No adverse events were observed during follow-up. Additionally, factors such as anatomical
variabilities (including changes induced by resection or inflammation) und individual
responses to medications can limit HHNB’s effectiveness. Lastly, considering experimental
publications suggesting that a celiac plexus block may increase splanchnic perfusion,
it is important not to ignore potential alterations of the HHNB in liver perfusion
[17 ].
Study limitations include its monocentric setting and a relatively small sample size.

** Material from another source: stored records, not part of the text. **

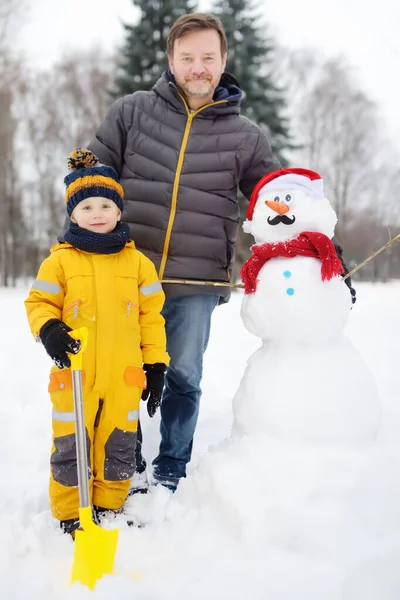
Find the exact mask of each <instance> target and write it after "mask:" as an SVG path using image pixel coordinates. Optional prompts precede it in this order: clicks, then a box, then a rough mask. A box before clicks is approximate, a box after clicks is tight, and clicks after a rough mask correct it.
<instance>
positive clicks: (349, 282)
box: [333, 240, 356, 304]
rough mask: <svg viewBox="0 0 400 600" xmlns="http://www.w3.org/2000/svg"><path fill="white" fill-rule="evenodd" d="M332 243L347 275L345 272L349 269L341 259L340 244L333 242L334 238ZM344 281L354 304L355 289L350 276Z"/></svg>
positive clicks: (340, 251)
mask: <svg viewBox="0 0 400 600" xmlns="http://www.w3.org/2000/svg"><path fill="white" fill-rule="evenodd" d="M333 244H334V246H335V250H336V254H337V255H338V257H339V258H340V262H341V263H342V267H343V269H344V275H347V273H348V272H349V270H348V268H347V266H346V263H345V262H344V259H343V249H342V247H341V246H339V244H338V243H337V242H335V240H333ZM344 282H345V284H346V285H347V287H348V288H349V290H350V294H351V302H352V304H355V302H356V290H355V289H354V288H353V287H352V285H351V277H346V279H345V280H344Z"/></svg>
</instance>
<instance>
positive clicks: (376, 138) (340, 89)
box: [276, 49, 400, 279]
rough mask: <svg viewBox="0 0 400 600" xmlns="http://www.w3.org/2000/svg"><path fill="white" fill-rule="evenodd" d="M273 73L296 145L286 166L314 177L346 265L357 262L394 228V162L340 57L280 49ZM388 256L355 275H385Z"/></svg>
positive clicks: (391, 271) (397, 251)
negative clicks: (326, 55)
mask: <svg viewBox="0 0 400 600" xmlns="http://www.w3.org/2000/svg"><path fill="white" fill-rule="evenodd" d="M276 68H277V69H278V72H279V73H280V75H281V79H282V80H283V82H284V84H285V85H286V86H287V87H288V89H289V91H290V93H289V98H290V99H291V105H290V111H291V114H290V117H291V120H292V125H293V131H294V135H295V136H296V141H297V142H298V145H299V148H298V150H297V151H296V152H294V153H293V154H292V157H291V162H292V164H296V165H301V166H304V167H307V168H310V169H314V170H316V171H318V172H319V173H320V174H321V175H322V177H323V179H324V183H325V188H326V193H327V196H328V197H329V199H330V200H331V202H332V205H333V206H334V208H335V210H336V213H337V216H338V226H337V228H336V234H337V237H339V240H340V242H341V243H342V245H343V246H344V248H345V253H346V256H347V257H348V258H350V263H351V264H355V263H357V262H360V261H361V260H363V259H364V258H365V257H366V256H367V255H368V254H369V253H370V251H371V250H372V249H374V248H375V249H376V248H378V247H379V246H380V245H382V244H383V243H384V242H385V241H386V240H387V236H388V226H389V225H392V226H393V227H394V228H395V227H396V225H397V224H398V223H399V217H398V215H396V210H398V209H397V208H396V207H397V204H398V203H397V199H396V196H397V190H399V184H398V180H399V177H398V167H397V165H398V157H397V156H396V152H395V151H394V149H393V145H392V144H391V143H390V142H389V141H388V140H387V139H386V136H385V127H384V124H383V123H382V122H381V120H380V117H379V112H378V109H377V107H376V106H375V104H374V103H373V102H372V101H371V100H370V99H369V98H368V96H367V95H366V94H365V93H364V92H363V90H362V89H361V86H360V84H359V82H358V79H357V75H356V73H355V72H354V70H353V69H352V68H351V67H350V66H349V65H348V64H347V63H346V62H345V61H344V60H343V59H342V58H334V59H330V60H327V61H326V60H320V59H319V58H318V53H317V52H315V50H312V49H303V50H300V51H292V50H287V49H286V50H285V49H282V50H281V52H280V55H279V58H278V61H277V63H276ZM395 190H396V191H395ZM396 251H397V252H398V248H397V247H393V248H392V249H391V250H390V251H387V252H386V253H384V254H383V255H381V256H380V257H379V260H378V259H377V260H376V261H373V262H372V263H371V264H370V265H369V267H368V269H366V270H364V271H363V272H362V273H361V272H360V276H361V277H363V276H365V275H367V276H368V277H369V278H370V279H376V278H386V277H388V276H393V272H394V269H395V266H394V265H395V261H394V262H393V261H392V263H391V265H390V264H389V257H393V253H395V252H396ZM389 274H390V275H389ZM399 275H400V274H399V273H398V275H397V276H399Z"/></svg>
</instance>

Interventional and medication-administering radiologists were aware of HHNB performance,
potentially introducing bias. Furthermore, although patients were not informed of
their group assignment, a sham procedure was not performed in the control group patients
to mimic the HHNB. A future double-blinded study with a sham procedure could enhance
control over psychological and placebo effects. Additionally, the use of bupivacaine
hydrochloride aimed to eliminate neurotoxic or cardiotoxic effects. Alternative doses
or drugs with different action and potency might yield different NRS outcomes.
Conclusion
This prospective randomized controlled trial demonstrated a modest yet statistically
significant reduction in fentanyl medication during liver thermal ablation after HHNB,
aligning with the retrospective findings of previous publications. Interventional
radiologists might consider this technique as an adjunct to intravenous medication,
particularly for patients at risk of oversedation or for those undergoing ablation
of tumors located close to the liver capsule, thereby avoiding the need for general
anesthesia. Nevertheless, no difference in post-procedural pain between groups was
observed. Given the variability in analgesic practices across different countries,
it’s important to acknowledge the practicality of administering a nerve block to achieve
a relatively modest reduction in intraprocedural fentanyl. This should be weighed
against the potential clinical benefits of opioid reduction, justifying the additional
procedure time and associated risks in clinical practice. Further research is needed
to address the limitations of this study and to confirm the efficacy and safety of
HHNB in larger multicentric studies.